Kegiatan tersebut dipimpin langsung oleh Ketua Divisi Perencanaan, Data dan Informasi KPU Luwu Timur, Hamdan. Ia didampingi Koordinator Divisi Hukum, Pencegahan, Partisipasi Masyarakat dan Hubungan Masyarakat (HP2H) Bawaslu Luwu Timur, Zulkifli. Turut hadir pula Kasubag Perencanaan, Data dan Informasi KPU Luwu Timur, Ramadan bersama staf Renaldi dan Febriza.
Hamdan menjelaskan, kegiatan itu merupakan bagian dari pelaksanaan Pemutakhiran Data Pemilih Berkelanjutan (PDPB) sebagaimana diatur dalam PKPU Nomor 1 Tahun 2025 serta petunjuk teknis yang berlaku.
Menurutnya, KPU kabupaten/kota diwajibkan melakukan rapat pleno pemutakhiran data pemilih setiap tiga bulan. Data yang disajikan dalam pleno tersebut merupakan hasil dari proses pencermatan, termasuk verifikasi lapangan melalui Coktas.

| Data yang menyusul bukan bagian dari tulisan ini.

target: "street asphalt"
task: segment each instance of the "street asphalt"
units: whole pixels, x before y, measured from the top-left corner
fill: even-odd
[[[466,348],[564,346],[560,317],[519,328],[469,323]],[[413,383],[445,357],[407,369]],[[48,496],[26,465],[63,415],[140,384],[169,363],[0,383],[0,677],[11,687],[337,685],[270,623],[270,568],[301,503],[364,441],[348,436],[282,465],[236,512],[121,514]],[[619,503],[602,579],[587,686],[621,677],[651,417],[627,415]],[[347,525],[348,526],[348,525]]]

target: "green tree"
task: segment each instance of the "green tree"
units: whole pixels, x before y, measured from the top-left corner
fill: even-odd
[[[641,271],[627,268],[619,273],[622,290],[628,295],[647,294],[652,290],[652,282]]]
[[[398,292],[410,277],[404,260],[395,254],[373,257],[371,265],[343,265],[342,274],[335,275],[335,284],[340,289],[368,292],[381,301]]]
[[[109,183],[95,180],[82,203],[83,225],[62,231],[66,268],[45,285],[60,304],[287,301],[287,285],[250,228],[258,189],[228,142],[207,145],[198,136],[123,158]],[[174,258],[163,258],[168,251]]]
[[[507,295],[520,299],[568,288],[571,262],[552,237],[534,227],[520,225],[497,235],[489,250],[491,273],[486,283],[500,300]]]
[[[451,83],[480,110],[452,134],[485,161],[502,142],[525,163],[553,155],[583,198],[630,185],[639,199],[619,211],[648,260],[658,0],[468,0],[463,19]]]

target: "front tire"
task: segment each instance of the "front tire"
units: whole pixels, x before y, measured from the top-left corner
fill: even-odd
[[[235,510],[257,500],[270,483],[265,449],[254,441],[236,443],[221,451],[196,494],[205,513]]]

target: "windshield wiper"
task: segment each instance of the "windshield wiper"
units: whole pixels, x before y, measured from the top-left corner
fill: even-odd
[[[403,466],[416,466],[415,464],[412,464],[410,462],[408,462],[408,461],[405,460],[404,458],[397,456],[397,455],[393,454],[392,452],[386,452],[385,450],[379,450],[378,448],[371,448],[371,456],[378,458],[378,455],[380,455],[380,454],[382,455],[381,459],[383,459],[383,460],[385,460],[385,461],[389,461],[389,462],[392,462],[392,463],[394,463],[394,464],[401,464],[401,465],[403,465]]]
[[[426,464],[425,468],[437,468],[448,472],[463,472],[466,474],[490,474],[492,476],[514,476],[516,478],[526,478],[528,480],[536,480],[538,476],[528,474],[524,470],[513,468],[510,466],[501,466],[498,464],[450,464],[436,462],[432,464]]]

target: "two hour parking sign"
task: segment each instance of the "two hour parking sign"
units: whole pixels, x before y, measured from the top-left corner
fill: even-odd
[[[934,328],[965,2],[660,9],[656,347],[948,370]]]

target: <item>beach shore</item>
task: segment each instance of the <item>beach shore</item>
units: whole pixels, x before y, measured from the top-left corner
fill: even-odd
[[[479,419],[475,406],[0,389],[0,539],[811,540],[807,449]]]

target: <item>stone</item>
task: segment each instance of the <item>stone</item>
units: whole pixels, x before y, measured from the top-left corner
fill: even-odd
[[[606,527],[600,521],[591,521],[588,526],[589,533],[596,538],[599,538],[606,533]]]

“Karena itu kami turun langsung melakukan Coktas, terutama untuk pemilih yang berumur di atas 100 tahun, pemilih yang masih di bawah 17 tahun dan belum menikah, serta data pemilih pindah masuk maupun pindah keluar. Semua diverifikasi berdasarkan dokumen kependudukan seperti KTP-el, KK, IKD, atau biodata kependudukan,” jelas Hamdan.
Ia menambahkan, dalam proses penyusunan dan pemutakhiran data pemilih, KPU tidak bekerja sendiri. Sejumlah lembaga dilibatkan untuk memastikan data yang dihasilkan benar-benar valid dan dapat dipertanggungjawabkan.
Selain Bawaslu, koordinasi juga dilakukan dengan Dinas Kependudukan dan Pencatatan Sipil, TNI, hingga Polri.
“Koordinasi dengan berbagai pihak memang menjadi kewajiban sebagaimana diatur dalam PKPU Nomor 1 Tahun 2025. Penyusunan data pemilih harus dilakukan secara inklusif agar data yang dihasilkan benar-benar mutakhir dan komprehensif,” pungkasnya.